Between 75 and 100 employees attended last Tuesday’s meeting, said Frank Larkin, a spokesman at the headquarters of the Machinists union, and their questions were general, focusing on legal rights, elections, contracts and employee’s at-will work status. Boeing employs about 6,100 at its North Charleston campus.
“The IAM has maintained contact with supporters at the Boeing South Carolina facility, and they’ve maintained contact with us,” Larkin said a few days before the meeting. “The meeting is for Boeing employees who are interested in finding out more about their collective bargaining rights.”
A Boeing spokeswoman said any organizing comes down to economics, and the Machinists union has to collect dues from North Charleston workers to be viable.
“This is the same union who wanted to move our South Carolina work to Washington when they filed the (National Labor Relations Board charge),” said spokeswoman Candy Eslinger, referring to the charge that led to an NLRB complaint. It argued the new assembly line constituted an unfair labor practice and Boeing’s decision to expand in South Carolina was retaliation against the union in Washington state for past strikes.
“And it’s the same union that made the disparaging comments about the quality of South Carolina workers during that same time,” she said.
Eslinger said Boeing wants its employees to gather all the facts before making any decision, and the company wants its employees to have the freedom to choose whether they want to join a union.

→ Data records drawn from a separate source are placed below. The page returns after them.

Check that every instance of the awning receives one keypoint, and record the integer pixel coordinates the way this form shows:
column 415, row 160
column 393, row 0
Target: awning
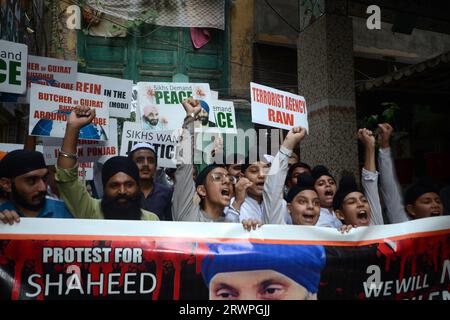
column 430, row 76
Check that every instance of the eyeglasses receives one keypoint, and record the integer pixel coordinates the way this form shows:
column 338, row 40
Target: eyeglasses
column 220, row 177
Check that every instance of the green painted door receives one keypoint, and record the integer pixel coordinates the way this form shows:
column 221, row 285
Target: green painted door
column 156, row 53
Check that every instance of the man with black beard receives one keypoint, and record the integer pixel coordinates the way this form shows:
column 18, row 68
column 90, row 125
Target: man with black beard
column 23, row 175
column 203, row 116
column 120, row 178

“We’ve been a target for the IAM since the former Vought teammates decertified that union in 2009,” Eslinger said. “We certainly hope that we don’t have a good majority of our teammates who are supporting the union; but right now, we’re just not going to speculate on that.”
Jeffrey Keefe, an associate professor at Rutgers University’s School of Management and Labor Relations, said he’s unsure how the meetings and any potential organizing drive will play out.
“It will depend on Boeing’s response,” Keefe said. “And I suspect that Boeing is not going to want workers to join the union, but maybe it will be a more civilized response. Boeing is a highly unionized company throughout the United States.”
The state’s right-to-work laws could make the Machinists union’s operations more difficult if it organizes the workforce. The law doesn’t make union membership compulsory, meaning the union can’t collect dues from a company’s entire workforce but still represents everyone.
“It shouldn’t make it more difficult to organize, except the business community in South Carolina is pretty hostile to unions,” Keefe said. “Even if Boeing wants to have a relationship, I think the business community as a whole will be hostile to having another unionized employer in South Carolina.”
Keefe also said the Machinists union will have a tougher sell in North Charleston.
“I think the real question for this whole process is what does Boeing want out of its labor relations and what does it want out of South Carolina,” he said. “And that’s always unclear with Boeing. Boeing historically has had some pretty aggressive labor relations even in Seattle, Wash. I think they’ve always been conflictual.”